Given these macro-economic changes, Data Analysts must adapt their skills to align closely with business value. They must now support business leaders by identifying and sizing the best opportunities, and one key competency they need to develop is linking any initiative to business outcomes. This includes performing "what if" scenarios and sensitivity analyses to enable effective business and product tradeoff decisions.In this presentation, we will walk through the step-by-step process of building a "Growth Model," a powerful tool for understanding business mechanics and determining where to allocate resources for growth. We will demonstrate an example model for a B2B SaaS business, sharing lessons from our experience at Dashlane.
We will emphasise that the process of building the tool is as important as the final output. It involves figuring out how all metrics interconnect to produce sensible results, tracking down baseline rates for each assumption, and applying excellent business judgment. To develop this tool, one must have an intuitive sense of the company's strategy, be an unbiased observer, understand the business at a molecular level, and be capable of obtaining accurate data for each input.For analysts, developing this tool will deepen their understanding of the business at a granular level, positioning them as a top strategic resource within their company.
By the end of the presentation, Data Analysts will have a clear vision of the type of data products they should learn to build to advance their analytics career, transitioning from a tactical role to a strategic advisor with data expertise.
If you have French text that needs translation, please provide it and I'll be happy to translate it to English while maintaining the formatting.
22
How elite sport has embraced data for the Paris Games and beyond
How, in light of obtaining the Paris Olympic and Paralympic Games, the French sports ecosystem has organized itself so that data provides a competitive advantage to French athletes.

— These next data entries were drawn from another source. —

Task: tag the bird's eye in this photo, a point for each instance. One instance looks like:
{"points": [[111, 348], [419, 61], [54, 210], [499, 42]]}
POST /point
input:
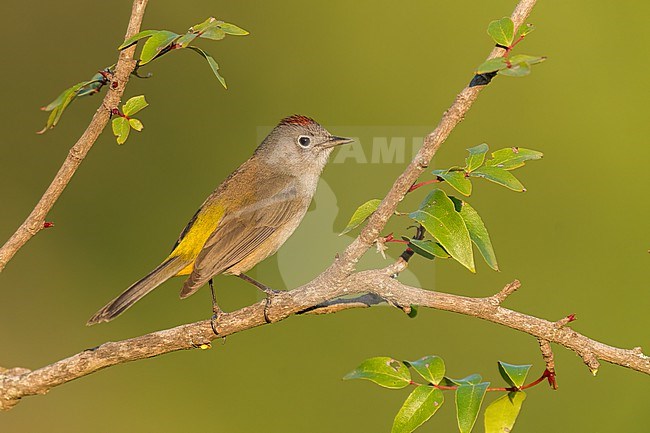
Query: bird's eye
{"points": [[304, 141]]}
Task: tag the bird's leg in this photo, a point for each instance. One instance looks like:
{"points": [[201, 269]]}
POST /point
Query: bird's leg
{"points": [[270, 293], [216, 311]]}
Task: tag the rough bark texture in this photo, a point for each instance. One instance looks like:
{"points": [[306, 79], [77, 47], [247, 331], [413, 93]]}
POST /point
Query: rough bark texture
{"points": [[36, 219], [320, 296]]}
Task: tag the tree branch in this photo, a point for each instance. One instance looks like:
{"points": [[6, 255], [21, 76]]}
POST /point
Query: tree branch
{"points": [[35, 222], [323, 294], [18, 383]]}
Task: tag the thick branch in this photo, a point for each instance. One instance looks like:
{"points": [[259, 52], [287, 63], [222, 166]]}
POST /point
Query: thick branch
{"points": [[321, 295], [452, 117], [20, 383], [36, 219]]}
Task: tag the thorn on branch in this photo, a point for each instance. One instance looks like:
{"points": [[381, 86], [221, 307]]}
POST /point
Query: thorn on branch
{"points": [[565, 321], [508, 290], [482, 79], [590, 361], [549, 360]]}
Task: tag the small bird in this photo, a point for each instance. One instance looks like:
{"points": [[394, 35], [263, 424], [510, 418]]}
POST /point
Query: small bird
{"points": [[247, 218]]}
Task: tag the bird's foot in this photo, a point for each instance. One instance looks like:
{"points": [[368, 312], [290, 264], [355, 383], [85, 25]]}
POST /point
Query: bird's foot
{"points": [[214, 320], [270, 294]]}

This conference will discuss the constitutive stages of the Sport Data Hub up to concrete examples of using data to estimate potential, predict performance levels, analyze competition...
23
AI on Data - snake oil or actually useful?
Many recent Text-to-SQL solutions claim to replace Data Engineers, but they often lead to unreliable results with inaccurate queries on complex Datasets. In reality, Data Engineering remains essential: pipelines, transformation, and data modeling must be in place for AI to function effectively. LLMs, trained primarily on language, can help interpret queries, but deterministic systems are needed to convert them to SQL using well-defined data models built by Data Engineers. This talk will explore why Data Engineering remains essential to the success of AI implementations.
Q&A about (data) freelancing
24
Humanizing Data Strategy
People are emotional, irrational and unpredictable – and yet, they constitute the most important aspect of any Data Strategy. Tiankai presents his 5C framework: competence, collaboration, communication, creativity and consciousness, with concrete examples to help you truly place humans at the heart of your efforts, and transform your collaborators and employees into active advocates of your Data strategy.